2.2 Kondisi Kesehatan di Indonesia


Sehat merupakan hak asasi setiap warga negara yang diatur dalam
konstitusi Indonesia. Tidak hanya sebagai hak, "sehat" menjadi kewajiban negara
karena sejatinya komponen tersebut merupakan investasi penting bagi suatu
bangsa. Kini rakyat Indonesia mengalami empat transisi masalah kesehatan yang
memberikan dampak "double burden" alias beban ganda. Keempat transisi
tersebut adalah transisi demografi, epidemiologi, gizi, dan transisi perilaku.
Transisi demografi ditandai dengan usia harapan hidup yang meningkat,
berakibat penduduk usia lanjut bertambah dan menjadi tantangan tersendiri bagi
sektor kesehatan karena meningkatnya kasus-kasus geriatri. Sementara itu,
masalah kesehatan klasik dari populasi penduduk yang bayi, balita, remaja, dan
ibu hamil tetap saja belum berkurang.
Transisi epidemiologi datang dengan dua kelompok kasus penyakit, yaitu
penyakit menular dan penyakit tidak menular. Penyakit menular seperti
tuberkulosis, malaria, demam berdarah, diare, cacingan, hepatitis virus, dan HIV
tetap eksis dari tahun ke tahun.

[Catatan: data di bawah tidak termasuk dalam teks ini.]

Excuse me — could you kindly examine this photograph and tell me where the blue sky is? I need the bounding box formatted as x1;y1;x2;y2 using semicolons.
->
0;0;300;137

Di sisi lain, penyakit tidak menular yang
berlangsung kronis seperti penyakit jantung, hipertensi, kencing manis, gagal
ginjal, stroke dan kanker, kasusnya makin banyak dan menyerap dana kesehatan
dalam jumlah yang tidak sedikit.
Transisi ketiga terjadi pada sektor gizi. Di satu sisi kita berhadapan dengan
kasus penduduk gizi lebih (kegemukan/ obesitas), sementara kasus gizi kurang
masih tetap terjadi. Transisi keempat adalah pada pola perilaku (gaya hidup).

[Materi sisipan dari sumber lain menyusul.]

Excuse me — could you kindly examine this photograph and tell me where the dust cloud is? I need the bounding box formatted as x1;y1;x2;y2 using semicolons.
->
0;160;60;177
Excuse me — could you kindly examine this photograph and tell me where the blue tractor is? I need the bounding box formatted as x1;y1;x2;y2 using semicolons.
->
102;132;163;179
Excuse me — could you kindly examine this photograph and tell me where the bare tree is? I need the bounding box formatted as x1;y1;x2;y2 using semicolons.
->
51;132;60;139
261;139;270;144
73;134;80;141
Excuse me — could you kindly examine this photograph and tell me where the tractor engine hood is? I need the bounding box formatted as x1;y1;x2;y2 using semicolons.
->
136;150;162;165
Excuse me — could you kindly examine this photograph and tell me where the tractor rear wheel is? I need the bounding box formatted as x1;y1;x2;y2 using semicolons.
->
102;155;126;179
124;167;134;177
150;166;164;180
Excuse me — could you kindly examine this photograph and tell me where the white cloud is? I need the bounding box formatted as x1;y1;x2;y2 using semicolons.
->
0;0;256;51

Perilaku hidup "modern", atau lebih tepatnya "sedentary" mulai menjadi

4
kebiasaan baru bagi masyarakat. Gaya hidup serba instan, termasuk dalam
memilih bahan pangan, dan kurang peduli aspek kesehatan, sementara sebagian
yang lain masih percaya mitos-mitos yang diwariskan berkaitan dengan sakit-
sehatnya seseorang.
Dari keempat transisi tersebut, yang paling berat membebani kita saat ini
adalah peningkatan prevalensi penyakit tidak menular. Dulu, penyakit jantung,
pembuluh darah, gagal ginjal, stroke, hipertensi, kencing manis, kanker, dan
lainlain penyakit kronis akrab dengan populasi penduduk kaya. Kini, penduduk
dengan penghasilan menengah ke bawah juga sudah banyak yang mengalami sakit
serupa.Guru besar administrasi kesehatan dari Universitas Berkeley Henrik L
Blum menyatakan bahwa ada empat faktor yang memengaruhi status kesehatan
manusia/rakyat, yaitu lingkungan, perilaku manusia, pelayanan kesehatan, dan
genetik/keturunan.
Secara sederhana, Hodgetts dan Cascio membagi dua pelayanan
kesehatan, yaitu pelayanan kesehatan masyarakat dan pelayanan kesehatan
perorangan. Pelayanan kesehatan masyarakat dilaksanakan oleh ahli kesehatan
masyarakat, dengan perhatian utama pada upaya memelihara kesehatan rakyat dan
mencegah penyakit. Pelayanan kesehatan berikutnya adalah layanan kesehatan
perorangan yang tenaga pelaksana utamanya adalah dokter, dengan perhatian
utama pada penyembuhan dan pemulihan penyakit. Sasaran utama adalah
perorangan dan keluarga. Jenis layanan ini menurut Hodgetts dan Cascio kurang
memperhatikan aspek efisiensi. Beberapa penyakit seperti insfeksi saluran
pernapasan akut (ISPA), turbekulosis, dan diare kini sudah digantikan oleh
penyakit, seperti diabetes, stroke, penyakit jantung, dan penyakit kardiovaskular
lainnya.Penyakit-penyakit tersebut diidap bukan berasal dari penularan, melainkan
pola hidup tidak sehat dari masyarakat itu sendiri.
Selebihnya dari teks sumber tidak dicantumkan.